Lots of seedy sh*t went down in 2022. Here’s a list of some of the worst perpetrators…

There are those who say that the mob never really left Las Vegas and that it just changed its methods and appearance. But if that were true, some of the people on this list might have rightly “disappeared” instead of dragging the city and its reputation down. Truth be told, if a few of our “honorees” were never to be seen again, would anyone care? Let’s take a look at some of the Villains of the Year, and you can decide for yourself.

ADELE – Petulant Millionaire Snot

Few people could bring a major metropolis to its knees the way arrogant entertainer Adele did. After setting what was surely a record for outrageous ticket prices, the forever sobbing diva abruptly pulled the plug on her Caesars Palace residency mere hours before its debut.

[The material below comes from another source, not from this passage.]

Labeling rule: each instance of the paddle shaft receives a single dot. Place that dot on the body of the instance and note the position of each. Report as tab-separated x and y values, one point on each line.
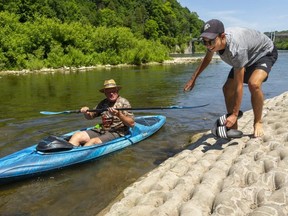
150	108
139	108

Announcing her decision via a tear-filled video. this whiny spoiled brat blamed EVERYONE but her herself. First, it was COVID. Then it was the production designer. The story kept changing, but the excuses never stopped.

Our behind-the-scenes informant told VEGAS 411 a far different story, wherein the ever-demanding singer hated just about everything around her. From the sound system and local backup singers to the video equipment and the theater’s curtains, nothing could satisfy the once-poor millionaire. Her production even refused to hire unionized Nevadans, opting for cheaper technicians they brought in from Canada.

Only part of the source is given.